Bob leaned over Tim, gripping the Randall in his left hand.
Tim snorted one more time.
Bob spun the gnarled haft of the weapon in his hand, bringing the serrated upper teeth to bear. With the saw blade, he hacked at the base of the left antler, not in the veiny, velvety knob but an inch or two higher, where the horn was stone dead. In a second the teeth cut into and through the horn and Bob yanked as a half of the heavy crown fell into his hand. He tossed it away into the undergrowth, bent, and just as forcefully sawed the second antler off.
Then he backed off to avoid getting trampled.
The beast lurched halfway to its feet.
Bob gave it a hard swat on the rump.
“Go on, boy. Git! Git! Git outta here, you old sonovabitch!”

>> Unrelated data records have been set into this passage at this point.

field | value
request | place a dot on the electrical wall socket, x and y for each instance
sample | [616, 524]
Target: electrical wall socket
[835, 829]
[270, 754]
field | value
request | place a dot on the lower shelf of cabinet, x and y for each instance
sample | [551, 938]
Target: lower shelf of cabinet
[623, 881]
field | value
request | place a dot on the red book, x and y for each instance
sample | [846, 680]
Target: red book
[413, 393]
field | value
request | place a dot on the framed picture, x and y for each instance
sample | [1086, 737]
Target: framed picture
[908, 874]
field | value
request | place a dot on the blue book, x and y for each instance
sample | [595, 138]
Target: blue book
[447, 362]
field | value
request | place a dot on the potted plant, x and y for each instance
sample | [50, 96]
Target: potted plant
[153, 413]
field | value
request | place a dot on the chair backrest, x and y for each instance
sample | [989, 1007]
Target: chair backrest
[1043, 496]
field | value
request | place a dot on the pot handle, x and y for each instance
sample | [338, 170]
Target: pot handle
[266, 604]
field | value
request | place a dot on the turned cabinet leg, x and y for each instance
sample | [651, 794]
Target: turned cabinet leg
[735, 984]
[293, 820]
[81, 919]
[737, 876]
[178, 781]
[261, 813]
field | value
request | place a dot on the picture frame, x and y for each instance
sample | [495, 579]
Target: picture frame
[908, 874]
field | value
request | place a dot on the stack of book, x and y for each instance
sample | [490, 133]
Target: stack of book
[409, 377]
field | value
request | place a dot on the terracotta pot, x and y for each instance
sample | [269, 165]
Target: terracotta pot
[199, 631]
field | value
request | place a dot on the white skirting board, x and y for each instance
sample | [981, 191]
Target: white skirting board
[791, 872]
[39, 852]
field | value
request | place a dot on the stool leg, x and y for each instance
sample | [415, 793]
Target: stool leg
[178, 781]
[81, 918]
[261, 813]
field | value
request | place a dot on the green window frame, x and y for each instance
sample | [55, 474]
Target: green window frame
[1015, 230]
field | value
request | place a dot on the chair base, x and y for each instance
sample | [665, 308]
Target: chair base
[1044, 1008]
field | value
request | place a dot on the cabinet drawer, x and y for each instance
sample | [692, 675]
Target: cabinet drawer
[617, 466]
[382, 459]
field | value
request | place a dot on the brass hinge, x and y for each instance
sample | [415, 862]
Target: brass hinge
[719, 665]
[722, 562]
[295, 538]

Tim bucked up, snorted once, shook his unchained head with a shiver of the purest delight and, his nostrils spurting a double plume of rancid, smoky breath, he seemed to gather even more strength and bounded off crazily, bending aside saplings and flinging shards of ice as he plunged into the forest.
In a second he was gone.
I own you, you sonovabitch, Bob thought, watching as the stag disappeared.
He turned and started the long trek home.
“His flaw,” said the doctor, “is that he will not kill anymore. He still hunts. He goes to great lengths and puts himself through extraordinary ordeals to fire at trophy animals. But he hits them with his own extremely light bullets machined of Delrin plastic at a hundred yards’ range. If he hits the creatures right and he always does – he aims for the shoulder above the spine – he can literally stun them off their feet for five or six minutes. There’s a small compartment of red aluminum dust for weight in each bullet, and as the bullet smashes against the flank of the beast, it smears the animal with a red stain, which the rain quickly washes off. Extraordinary. Then he saws their antlers off. So that no hunter will shoot them for a trophy. He hates trophy hunting. After all, he’s been a trophy.”
Colonel Shreck spoke.
“All right, then. It’s Swagger. But we’ll have to find a trophy this asshole will hunt,” he said.